Changes in Ag Professionals’ Knowledge, Skills and Actions
See above narrative.
Seth Urbanowitz is continuing to use what he learned at the Fresh-Cut Products: Maintaining Quality and Safety training in Davis, California to develop a statewide program in food safety tailored to Nevada. He will continue to apply the knowledge gained in the ongoing development of food safety and quality material, as well as technical assistance to producers in Nevada. Seth will use what he learned from attending Strengthening Agriculture’s Infrastructure: Adding Value, Breaking Down Barriers, Increasing Profits conference in Portland, Oregon to help producers in Nevada to build market access through branding and cooperative ventures. He applied what he learned in the Nevada Small Farm Conference in the form of building trust with local consumers and buyers and adhering to GAPs to gain market access. He will continue to apply what he learned in developing a food safety curriculum for Nevada. Mainly he will focus on practical solutions to food safety that can expand markets and reduce costs.
Holly Gatske is using what she learned at EcoFarm to continue to strengthen her programs targeting Lincoln County growers who produce for the Las Vegas hotel and restaurant industry. Holly, along with Carol Bishop, Seth Urbanowitz and program support staff (Patty Click, Jennifer Kintz) are using knowledge gained from the Food Safety training to strengthen the capacity of agricultural professionals in Nevada to begin formal efforts to develop partnerships and programs to address food safety concerns primarily involving small producers and school/community gardens.

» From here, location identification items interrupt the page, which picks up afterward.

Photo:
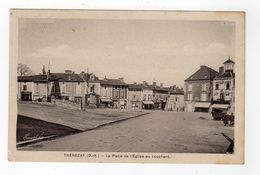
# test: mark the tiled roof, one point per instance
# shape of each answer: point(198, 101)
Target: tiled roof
point(32, 78)
point(87, 77)
point(159, 88)
point(135, 86)
point(65, 77)
point(204, 73)
point(228, 61)
point(228, 74)
point(115, 82)
point(177, 91)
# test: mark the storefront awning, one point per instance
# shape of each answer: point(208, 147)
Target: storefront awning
point(148, 102)
point(220, 106)
point(105, 99)
point(202, 105)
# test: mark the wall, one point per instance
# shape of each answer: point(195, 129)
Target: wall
point(197, 90)
point(175, 102)
point(222, 89)
point(148, 94)
point(137, 101)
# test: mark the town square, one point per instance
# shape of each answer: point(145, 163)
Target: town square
point(103, 85)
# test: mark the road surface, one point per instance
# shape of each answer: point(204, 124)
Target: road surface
point(159, 131)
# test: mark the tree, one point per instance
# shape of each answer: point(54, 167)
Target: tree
point(23, 69)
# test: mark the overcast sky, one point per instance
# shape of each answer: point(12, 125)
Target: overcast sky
point(138, 50)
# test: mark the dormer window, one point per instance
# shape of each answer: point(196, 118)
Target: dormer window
point(228, 86)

Sherm Swanson will use the knowledge gained to advance ongoing “Active Vegetation Initiative” and the “Synergistic Monitoring” projections in Nevada; information is mainly used in several two-day classes he teaches throughout the state.
Steve Foster will use the information from the 2012 California Forage and Small Grain Conference to help local forage producers in Nevada improve and increase their efficiency and profitability through Extension-sponsored educational programs.
Involvement of Others in State PDP Planning and Implementation
Nevada does not have an identified SARE-PDP advisory committee. Given the urban nature of Nevada (86%), the vast open spaces, 87% of land being Federally-owned and with increasing pockets of diverse agriculture, soliciting stakeholder input is an ongoing process rather than a specified “advisory group.” Cooperative Extension and state/federal agency personnel are all small in number. As a result, there is already a close working relationship between all professionals at both the county and state levels, and joint or cooperative programming is the rule in Nevada not the exception. Additionally, these same agency professionals include producers and agriculture organizations (Cattleman’s Association, Farm Bureau) on their agency advisory or planning committees. There is ongoing discussion with these entities throughout the year on programming needs and the expertise required. The State SARE-PDP Coordinator also confers directly with Extension faculty and other agency professionals at the state level.